Namanya pun kesohor di antara orang Belanda. Ratu Wilhelmina saja sampai memberikannya penghargaan. Sebagai bentuk penghargaan, karena Margono mampu membantu Belanda meningkatkan hajat hidup kaum bumiputra. Namun, segala macam penghargaan itu tak membuat Margono terlena.

Margono Djojohadikusumo bersama istri dan keempat cucu dari anaknya Soemitro Djojohadikusumo, berdiri dari kiri: Marjani Ekowati, Biantiningsih Miderawati, Prabowo Subianto, dan Hashim Djojohadikusumo duduk di antara kakek neneknya.

Ia tetap menjaga nasiolismenya. Ia pun peka terhadap penderitaan rakyat karena penjajahan.

“Margono menempati posisi cukup tinggi dalam jenjang Pemerintah Hindia Belanda. Karena jasa-jasanya, Margono dianugerahi bintang Ridder in de Orde van Oranje Nassau tahun 1938 oleh Ratu Wilhelmina. Walaupun amtenar Hindia Belanda, Margono mempunyai pergaulan erat dengan tokoh-tokoh nasionalis, seperti Tjipto Mangoenkoesoemo, Soetomo, Ki Hajar Dewantara, dan Haji Agus Salim,” terang Rosihan Anwar dalam buku Sejarah Kecil ‘Petite Histoire’ Indonesia Jilid 6 (2012).

Bangun BNI

Eksistensi Margono di masa penjajahan Jepang tak kalah banyak. Ia memang sempat bekerja di Bank Perkreditan Rakyat. Namun, Margono tak kerasan. Ia memilih bekerja di Mangkunegara di Solo sebagai Kepala Badan Urusan Ekonomi.
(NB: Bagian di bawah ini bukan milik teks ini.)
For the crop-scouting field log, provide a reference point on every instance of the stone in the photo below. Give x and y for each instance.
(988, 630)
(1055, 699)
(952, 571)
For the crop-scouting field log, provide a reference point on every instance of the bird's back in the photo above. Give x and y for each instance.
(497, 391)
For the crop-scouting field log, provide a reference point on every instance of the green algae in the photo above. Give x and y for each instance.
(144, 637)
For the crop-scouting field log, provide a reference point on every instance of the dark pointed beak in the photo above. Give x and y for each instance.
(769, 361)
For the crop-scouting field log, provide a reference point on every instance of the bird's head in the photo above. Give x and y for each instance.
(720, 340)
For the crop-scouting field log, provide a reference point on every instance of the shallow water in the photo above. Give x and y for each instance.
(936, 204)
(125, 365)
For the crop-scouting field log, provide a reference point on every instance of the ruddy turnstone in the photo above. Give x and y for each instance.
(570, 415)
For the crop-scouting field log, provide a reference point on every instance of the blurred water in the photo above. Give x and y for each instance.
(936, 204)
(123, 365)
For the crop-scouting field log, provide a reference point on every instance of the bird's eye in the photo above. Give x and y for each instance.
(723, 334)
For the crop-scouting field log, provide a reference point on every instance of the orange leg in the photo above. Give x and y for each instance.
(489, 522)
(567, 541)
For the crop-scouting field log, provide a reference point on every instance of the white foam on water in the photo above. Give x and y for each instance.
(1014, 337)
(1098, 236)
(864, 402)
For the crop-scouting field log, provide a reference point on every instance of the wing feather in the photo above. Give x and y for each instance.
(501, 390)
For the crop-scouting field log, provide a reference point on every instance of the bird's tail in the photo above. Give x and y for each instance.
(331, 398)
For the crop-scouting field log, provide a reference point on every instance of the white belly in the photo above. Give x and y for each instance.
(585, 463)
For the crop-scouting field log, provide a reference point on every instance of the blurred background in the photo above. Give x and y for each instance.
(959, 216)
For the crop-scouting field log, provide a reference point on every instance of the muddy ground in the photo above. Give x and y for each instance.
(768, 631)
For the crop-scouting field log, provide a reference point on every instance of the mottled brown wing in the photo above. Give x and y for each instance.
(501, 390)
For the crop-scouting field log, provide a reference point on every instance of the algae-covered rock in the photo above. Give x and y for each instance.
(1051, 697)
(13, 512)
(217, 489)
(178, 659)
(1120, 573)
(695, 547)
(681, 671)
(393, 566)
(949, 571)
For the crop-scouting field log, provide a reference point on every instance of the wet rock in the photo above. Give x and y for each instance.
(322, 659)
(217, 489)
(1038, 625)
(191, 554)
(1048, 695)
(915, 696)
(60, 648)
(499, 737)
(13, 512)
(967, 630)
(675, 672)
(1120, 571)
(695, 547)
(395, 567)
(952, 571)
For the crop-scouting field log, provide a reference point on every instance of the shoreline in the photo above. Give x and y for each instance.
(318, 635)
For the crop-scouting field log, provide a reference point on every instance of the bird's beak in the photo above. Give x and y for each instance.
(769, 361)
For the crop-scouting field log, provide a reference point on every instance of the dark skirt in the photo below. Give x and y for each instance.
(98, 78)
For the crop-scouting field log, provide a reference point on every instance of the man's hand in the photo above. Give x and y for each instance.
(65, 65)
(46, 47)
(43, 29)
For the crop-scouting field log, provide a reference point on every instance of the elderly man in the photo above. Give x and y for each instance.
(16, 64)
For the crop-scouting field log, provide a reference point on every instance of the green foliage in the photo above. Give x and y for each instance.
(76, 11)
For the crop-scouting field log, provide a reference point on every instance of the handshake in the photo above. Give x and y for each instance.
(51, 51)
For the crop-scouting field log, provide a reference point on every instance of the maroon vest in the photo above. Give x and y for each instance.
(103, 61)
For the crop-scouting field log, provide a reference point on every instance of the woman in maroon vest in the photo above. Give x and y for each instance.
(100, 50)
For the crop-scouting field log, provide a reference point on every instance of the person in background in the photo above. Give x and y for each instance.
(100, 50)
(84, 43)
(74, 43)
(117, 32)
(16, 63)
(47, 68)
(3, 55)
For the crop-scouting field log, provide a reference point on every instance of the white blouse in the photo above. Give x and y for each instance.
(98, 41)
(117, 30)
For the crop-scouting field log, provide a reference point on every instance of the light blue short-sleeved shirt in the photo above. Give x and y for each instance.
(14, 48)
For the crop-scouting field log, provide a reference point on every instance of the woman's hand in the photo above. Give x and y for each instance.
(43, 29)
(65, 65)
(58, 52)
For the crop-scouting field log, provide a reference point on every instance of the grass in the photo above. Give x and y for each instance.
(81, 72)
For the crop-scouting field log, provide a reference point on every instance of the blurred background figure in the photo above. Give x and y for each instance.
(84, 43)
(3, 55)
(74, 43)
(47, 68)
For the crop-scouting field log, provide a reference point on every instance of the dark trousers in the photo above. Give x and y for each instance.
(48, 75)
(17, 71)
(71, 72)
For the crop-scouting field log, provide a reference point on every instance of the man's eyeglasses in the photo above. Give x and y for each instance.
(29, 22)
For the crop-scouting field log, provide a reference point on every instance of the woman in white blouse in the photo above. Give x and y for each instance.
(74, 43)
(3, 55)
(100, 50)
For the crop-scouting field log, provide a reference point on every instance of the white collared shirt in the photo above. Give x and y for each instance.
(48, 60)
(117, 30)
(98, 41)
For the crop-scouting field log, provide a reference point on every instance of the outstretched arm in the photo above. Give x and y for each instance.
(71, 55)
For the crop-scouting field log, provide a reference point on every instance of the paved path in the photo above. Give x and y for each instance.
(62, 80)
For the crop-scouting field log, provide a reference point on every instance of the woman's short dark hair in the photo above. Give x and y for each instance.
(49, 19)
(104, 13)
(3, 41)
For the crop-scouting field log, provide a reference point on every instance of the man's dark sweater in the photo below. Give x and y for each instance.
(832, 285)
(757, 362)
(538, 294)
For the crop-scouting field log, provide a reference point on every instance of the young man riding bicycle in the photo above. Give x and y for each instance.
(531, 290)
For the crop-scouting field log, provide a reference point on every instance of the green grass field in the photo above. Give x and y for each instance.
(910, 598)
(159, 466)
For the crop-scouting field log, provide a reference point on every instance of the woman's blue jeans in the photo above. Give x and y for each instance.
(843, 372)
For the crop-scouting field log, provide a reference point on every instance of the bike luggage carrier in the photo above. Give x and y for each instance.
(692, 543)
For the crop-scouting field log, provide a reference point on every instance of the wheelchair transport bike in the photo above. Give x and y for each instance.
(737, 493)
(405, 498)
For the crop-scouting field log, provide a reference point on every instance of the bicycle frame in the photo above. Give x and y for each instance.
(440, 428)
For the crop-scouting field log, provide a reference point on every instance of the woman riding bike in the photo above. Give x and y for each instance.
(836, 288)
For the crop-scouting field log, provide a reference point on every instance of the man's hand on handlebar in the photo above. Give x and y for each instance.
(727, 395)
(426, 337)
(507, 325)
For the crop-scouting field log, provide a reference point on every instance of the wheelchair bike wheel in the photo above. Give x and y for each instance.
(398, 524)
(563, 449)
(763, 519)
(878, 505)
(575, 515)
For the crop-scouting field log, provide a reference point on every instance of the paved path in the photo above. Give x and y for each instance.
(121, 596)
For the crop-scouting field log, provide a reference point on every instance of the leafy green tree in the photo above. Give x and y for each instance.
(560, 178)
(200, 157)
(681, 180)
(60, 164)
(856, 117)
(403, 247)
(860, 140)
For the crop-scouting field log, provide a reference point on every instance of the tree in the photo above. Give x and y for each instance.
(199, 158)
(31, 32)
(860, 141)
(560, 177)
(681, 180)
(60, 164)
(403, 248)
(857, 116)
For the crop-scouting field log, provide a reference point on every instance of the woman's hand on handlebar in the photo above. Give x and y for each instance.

Karier itu membuatnya mewakili Mangkunegara jadi anggota perwakilan rakyat ala Jepang, Chuo Sangi-In – kelak jadi BPUPKI. Indonesia pun merdeka pada 17 Agustus 1945. Margono lalu menyambutnya dengan suka cita dan tak mau terlarut dalam euforia kebahagiaan.

Ia masih melihat Indonesia masih banyak kekurangan. Pun Indonesia belum memiliki bank sentral yang mana untuk menunjang lalu lintas perdagangan. Margono pun memiliki ide membangun bank nasional. Sebab, waktu itu belum ada yang membangun bank nasional. Bank lain memang ada tapi masih dikuasai oleh asing macam De Javasche Bank.

Ide itu beberapa kali dilontarkan ke pejabat pemerintah. Namun, tak mendapatkan respon yang baik. Beruntung Margono mendatangi Wakil Presiden Indonesia, Mohammad Hatta. Hatta yang paham seluk beluk urusan ekonomi memberikan restu untuk Margono membangun bank nasional.

Peresmian Bank Negara Indonesia (BNI) dilakukan oleh Wakil Presiden Mohammad Hatta pada tanggal 17 Agustus 1946 di gedung De Javasche Bank, Yogyakarta.(ANTARA FOTO/IPPHOS/Rei/Koz/1946)

Surat kuasa pun ditanda-tangani oleh Soekarno-Hatta pada September 1945. Masalah baru muncul. Pendanaan untuk membangun bank memerlukan dana besar. Margono pun tak ingin berharap ke negara karena kebutuhan Indonesia mempertahankan kemerdekaan yang besar.

Ia mencoba mengubungi ragam pengusaha. Hasilnya nihil. Kocek pribadi pun coba dikeluarkan Margono sebanyak Rp100 ribu, uang Jepang. Yayasan Pusat Bank Indonesia dibangun pada 5 Oktober 1945. Bak gayung bersambut Margono lalu mendapatkan bantuan dari dokter pribadi Soekarno-Hatta, R. Soeharto.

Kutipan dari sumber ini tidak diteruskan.